I want to test Presto performance on local TPCH data encoded in Parquet format.

I have TPCH tables encoded in Parquet stored under folder /home/data/tpch, and create table in presto as follows

create table hive.tpch_5.region 
       (regionkey int, name varchar, r_comment varchar) 
        with (format= 'PARQUET', external_location = 'file:///home/data/tpch/');

Selecting from regionkey works well. But selecting name leading to the following error:

Query 20191014_020453_00040_bfdq8 failed: The column name is declared as type string, but the Parquet file declares the column as type INT32

However the column name is BINARY. Here's the output from parquet-tools

file schema: region 
-------------------------------------------------------------------------------------------------------------------
region_key:  REQUIRED INT32 R:0 D:0
name:        REQUIRED BINARY R:0 D:0
comment:     REQUIRED BINARY R:0 D:0

row group 1: RC:5 TS:712 OFFSET:4 
-------------------------------------------------------------------------------------------------------------------
region_key:   INT32 UNCOMPRESSED DO:0 FPO:4 SZ:43/43/1.00 VC:5 ENC:DELTA_BINARY_PACKED,BIT_PACKED
name:         BINARY UNCOMPRESSED DO:0 FPO:47 SZ:120/120/1.00 VC:5 ENC:DELTA_BYTE_ARRAY,BIT_PACKED
comment:      BINARY UNCOMPRESSED DO:0 FPO:167 SZ:549/549/1.00 VC:5 ENC:DELTA_BYTE_ARRAY,BIT_PACKED

Any help is greatly appreciated!

Here's my hive.properties

connector.name=hive-hadoop2
hive.metastore=file
hive.metastore.catalog.dir=file:///home/harper/presto/hive-catalog
hive.metastore.user=harper
hive.allow-drop-table=true
hive.parquet.use-column-names=true          

Update 10/14

I debug the presto server and found the root cause.
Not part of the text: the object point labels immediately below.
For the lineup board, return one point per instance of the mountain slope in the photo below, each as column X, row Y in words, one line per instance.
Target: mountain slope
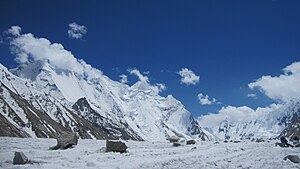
column 90, row 104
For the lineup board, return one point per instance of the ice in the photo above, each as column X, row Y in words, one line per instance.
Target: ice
column 91, row 154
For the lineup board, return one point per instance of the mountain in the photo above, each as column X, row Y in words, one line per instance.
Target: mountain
column 38, row 99
column 283, row 121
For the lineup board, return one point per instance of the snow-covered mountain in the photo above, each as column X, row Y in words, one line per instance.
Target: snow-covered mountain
column 282, row 121
column 38, row 99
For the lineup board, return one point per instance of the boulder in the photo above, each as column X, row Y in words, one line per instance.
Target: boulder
column 176, row 144
column 190, row 142
column 20, row 158
column 115, row 146
column 173, row 139
column 260, row 140
column 293, row 158
column 65, row 140
column 280, row 144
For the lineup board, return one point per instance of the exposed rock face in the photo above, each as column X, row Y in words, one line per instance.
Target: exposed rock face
column 115, row 146
column 65, row 140
column 38, row 100
column 293, row 158
column 20, row 158
column 190, row 142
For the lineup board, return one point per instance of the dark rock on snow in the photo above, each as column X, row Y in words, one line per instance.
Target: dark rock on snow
column 173, row 139
column 176, row 144
column 293, row 158
column 65, row 140
column 115, row 146
column 20, row 158
column 280, row 144
column 190, row 142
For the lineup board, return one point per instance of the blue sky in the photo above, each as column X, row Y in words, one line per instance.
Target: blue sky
column 229, row 44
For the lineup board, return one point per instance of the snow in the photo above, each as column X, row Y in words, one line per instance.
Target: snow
column 91, row 154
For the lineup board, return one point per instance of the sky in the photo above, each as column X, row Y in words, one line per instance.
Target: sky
column 209, row 54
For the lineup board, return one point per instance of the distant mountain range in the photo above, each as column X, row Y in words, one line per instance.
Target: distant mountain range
column 40, row 100
column 284, row 121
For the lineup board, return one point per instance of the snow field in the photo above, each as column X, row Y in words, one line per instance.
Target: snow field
column 91, row 154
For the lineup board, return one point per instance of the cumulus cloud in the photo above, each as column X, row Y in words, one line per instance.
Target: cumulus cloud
column 252, row 95
column 188, row 77
column 27, row 47
column 283, row 87
column 123, row 79
column 76, row 31
column 205, row 100
column 144, row 82
column 235, row 114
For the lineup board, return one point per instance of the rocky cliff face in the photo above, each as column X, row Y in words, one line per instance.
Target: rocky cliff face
column 38, row 100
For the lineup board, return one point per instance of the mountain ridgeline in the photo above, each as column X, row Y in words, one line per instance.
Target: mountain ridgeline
column 39, row 100
column 284, row 121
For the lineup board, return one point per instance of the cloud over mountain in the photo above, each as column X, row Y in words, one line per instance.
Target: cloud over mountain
column 188, row 77
column 76, row 31
column 205, row 100
column 27, row 47
column 283, row 87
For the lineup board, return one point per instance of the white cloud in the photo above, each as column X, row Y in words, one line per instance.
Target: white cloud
column 252, row 95
column 27, row 48
column 188, row 77
column 283, row 87
column 235, row 114
column 205, row 100
column 141, row 77
column 76, row 31
column 123, row 79
column 14, row 30
column 144, row 82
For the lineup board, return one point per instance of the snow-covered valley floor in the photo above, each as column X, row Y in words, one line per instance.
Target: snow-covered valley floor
column 91, row 154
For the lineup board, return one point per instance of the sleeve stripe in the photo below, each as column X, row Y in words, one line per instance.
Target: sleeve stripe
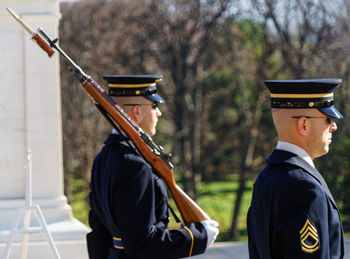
column 191, row 241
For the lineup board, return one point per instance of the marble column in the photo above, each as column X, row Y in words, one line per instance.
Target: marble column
column 30, row 118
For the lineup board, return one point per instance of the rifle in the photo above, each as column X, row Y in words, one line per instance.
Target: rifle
column 153, row 154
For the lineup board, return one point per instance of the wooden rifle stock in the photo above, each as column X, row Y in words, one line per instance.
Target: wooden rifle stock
column 189, row 210
column 153, row 154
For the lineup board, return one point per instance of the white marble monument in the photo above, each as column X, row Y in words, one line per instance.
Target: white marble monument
column 30, row 118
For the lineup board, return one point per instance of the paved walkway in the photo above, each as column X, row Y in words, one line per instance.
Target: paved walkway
column 238, row 250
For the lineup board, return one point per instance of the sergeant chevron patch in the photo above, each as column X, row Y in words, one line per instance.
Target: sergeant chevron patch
column 309, row 237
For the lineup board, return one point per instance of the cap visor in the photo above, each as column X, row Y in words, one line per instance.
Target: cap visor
column 155, row 98
column 331, row 111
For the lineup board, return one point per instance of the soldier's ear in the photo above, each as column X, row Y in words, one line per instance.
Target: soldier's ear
column 302, row 126
column 136, row 112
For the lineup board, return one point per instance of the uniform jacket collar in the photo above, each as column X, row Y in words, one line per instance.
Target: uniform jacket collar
column 285, row 157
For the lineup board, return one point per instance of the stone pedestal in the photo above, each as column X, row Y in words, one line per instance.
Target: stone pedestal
column 30, row 117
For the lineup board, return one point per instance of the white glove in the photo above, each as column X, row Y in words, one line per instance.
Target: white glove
column 211, row 226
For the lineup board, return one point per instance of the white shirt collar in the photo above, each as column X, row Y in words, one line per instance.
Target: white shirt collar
column 286, row 146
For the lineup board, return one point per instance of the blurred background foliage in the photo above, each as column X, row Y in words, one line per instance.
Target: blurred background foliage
column 215, row 56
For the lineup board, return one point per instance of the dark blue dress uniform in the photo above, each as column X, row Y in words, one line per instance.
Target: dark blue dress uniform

The error was thrown from ParquetPageSourceFactory.getParquetType, where I found that instead of reading the schema of region, Presto read the schema from table lineitem.parquet. It turns out as I put all tpch tables under the same directory, Presto did not fetch the file by table name, instead it assumes all files under that folder belongs to the same table.

Solution

Create separate folders for each table, and move the files to different directory.

1

1 Answers

0
votes

There has to be some compatibility between Parquet columns types and fields types defined in your DDL. You have used different column names in your DDL, that might be an issue as well. Try changing field names in DDL to the ones defined in Parquet file.